Most patients harboring a malignant glioma have had one or more of the above-mentioned symptoms for several weeks or months. Occasionally, a patient may present with no prior neurological symptoms. In this uncommon scenario, the glioma is discovered "incidentally" on a head CT scan performed on a patient for other reasons, such as an auto accident or a fall with associated head trauma.

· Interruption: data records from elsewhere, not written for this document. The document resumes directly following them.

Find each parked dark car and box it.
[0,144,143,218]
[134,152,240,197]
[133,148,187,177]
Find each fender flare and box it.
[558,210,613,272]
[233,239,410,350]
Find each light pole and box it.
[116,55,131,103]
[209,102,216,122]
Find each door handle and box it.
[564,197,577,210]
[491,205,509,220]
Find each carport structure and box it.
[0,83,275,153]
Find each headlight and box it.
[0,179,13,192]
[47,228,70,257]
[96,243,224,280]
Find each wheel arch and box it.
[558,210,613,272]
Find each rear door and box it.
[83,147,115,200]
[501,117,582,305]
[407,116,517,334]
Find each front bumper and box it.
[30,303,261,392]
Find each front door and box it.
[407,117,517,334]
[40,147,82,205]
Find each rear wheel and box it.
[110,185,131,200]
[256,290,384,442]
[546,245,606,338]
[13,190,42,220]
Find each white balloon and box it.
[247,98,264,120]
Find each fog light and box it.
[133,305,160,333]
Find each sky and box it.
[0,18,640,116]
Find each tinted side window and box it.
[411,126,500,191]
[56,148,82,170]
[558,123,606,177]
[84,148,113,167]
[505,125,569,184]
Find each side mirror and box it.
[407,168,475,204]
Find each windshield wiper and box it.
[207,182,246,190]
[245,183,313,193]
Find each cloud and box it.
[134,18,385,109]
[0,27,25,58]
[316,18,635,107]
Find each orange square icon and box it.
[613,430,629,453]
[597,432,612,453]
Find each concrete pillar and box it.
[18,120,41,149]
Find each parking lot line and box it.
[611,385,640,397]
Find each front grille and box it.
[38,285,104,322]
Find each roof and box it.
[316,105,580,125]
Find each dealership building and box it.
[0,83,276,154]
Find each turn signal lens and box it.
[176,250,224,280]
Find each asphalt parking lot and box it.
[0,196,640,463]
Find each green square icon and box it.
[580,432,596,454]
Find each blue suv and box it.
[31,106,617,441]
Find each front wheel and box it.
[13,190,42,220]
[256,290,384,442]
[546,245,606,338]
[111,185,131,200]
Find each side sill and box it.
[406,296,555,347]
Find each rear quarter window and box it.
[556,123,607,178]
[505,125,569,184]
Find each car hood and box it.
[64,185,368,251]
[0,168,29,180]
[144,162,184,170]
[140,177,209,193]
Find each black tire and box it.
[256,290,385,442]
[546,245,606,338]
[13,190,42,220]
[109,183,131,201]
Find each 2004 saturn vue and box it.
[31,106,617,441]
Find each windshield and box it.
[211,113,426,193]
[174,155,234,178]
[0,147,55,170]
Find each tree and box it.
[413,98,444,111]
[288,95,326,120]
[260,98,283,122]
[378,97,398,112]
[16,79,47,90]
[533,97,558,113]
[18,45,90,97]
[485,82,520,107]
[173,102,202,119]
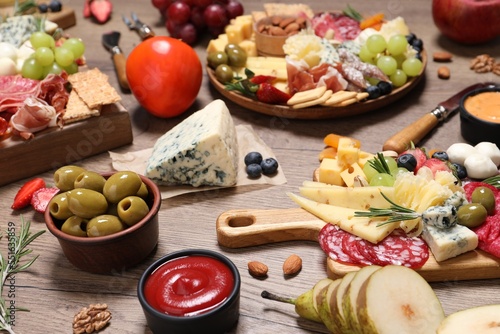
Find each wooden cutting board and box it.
[216,208,500,282]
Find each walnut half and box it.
[73,304,111,334]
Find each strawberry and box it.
[11,177,45,210]
[257,82,290,104]
[31,187,59,213]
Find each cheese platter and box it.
[216,208,500,282]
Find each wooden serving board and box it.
[216,208,500,282]
[0,103,133,186]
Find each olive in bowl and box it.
[44,173,161,274]
[137,249,241,334]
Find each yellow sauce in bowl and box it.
[464,92,500,123]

In evaluating most brain tumors, MRI of the brain is usually preferred over a CT scan. MRI is better at establishing a probable diagnosis and portraying the suspected brain tumor in three planes, thereby allowing more exact localization of the tumor in relation to critical areas of the brain. Multivoxel magnetic resonance spectroscopy is another way to evaluate gliomas. MRS is a new form of brain scan that uses state-of-the-art software to analyze radio waves to give a "chemical fingerprint" of a brain lesion noninvasively. Furthermore, positron emission tomography (PET) scanning can provide further information about the chemical functioning of a metabolic potential of a brain tumor. Although these noninvasive diagnostic tests are helpful, the most accurate way to diagnose a glioma is to examine tissue samples obtained from a biopsy of the tumor. Once a definitive diagnosis has been established, a customized treatment plan is developed for the individual patient, based on his or her unique circumstances.


Traditional treatment options for malignant gliomas include surgery, radiation therapy and chemotherapy.


Surgery is the primary treatment for malignant gliomas. A window is cut into the skull to access the tumor. The goal of surgery is to remove as much of the visible tumor as possible without damaging normal neurological functions. An array of new technologies, such as operating microscopes, microdissection techniques, computerized image-guidance, ultrasound performed during surgery, brain mapping, and most recently, real-time MR imaging, makes removal of gliomas safer than ever. Patients who can have 97 percent of the tumor removed appear to have a definite increase in survival, especially if the tumor is located in the frontal lobe of the brain.


Although surgery does not always cure the brain tumor, it can immediately alleviate symptoms caused by the tumor and improve the effectiveness of other therapies; if not removed, some parts of the tumor tend to be particularly resistant to radiation and chemotherapy. Removal of the glioma provides pathologists with important tissue samples that can better help analyze the tumor.

Radiation Therapy and Chemotherapy

Radiation therapy and chemotherapy are widely used as secondary treatments following surgery. Both therapies may help suppress the growth of the tumor. Among patients who are not surgical candidates, either radiation or chemotherapy can be used as an initial treatment, but typically only after a biopsy has established the diagnosis of malignant glioma.


Patients who are not candidates for surgery generally include those who


  • are medically unstable
  • have multiple active cancers simultaneously
  • have tumors spread to both brain hemisphere
  • have a glioma in an inoperable location (e.g., brain stem)
  • are opposed to surgery

Complications of Radiation Therapy

Patients who undergo radiation therapy may experience some common short-term side effects (which occur in days to weeks). They include fatigue, loss of appetite and nausea. Skin rashes and hair loss often also occur over substantial regions of the scalp. Delayed side effects (occurring within months to years) can include varying degrees of memory loss and impairment of reasoning or thinking. More rarely, patients can experience impairment of pituitary function or radiation necrosis (a collection of dead tumor cells and scar tissue). Radiation necrosis can produce symptoms that are often very similar to the initial tumor presentation and include severe headache, motor weakness, visual problems or seizures.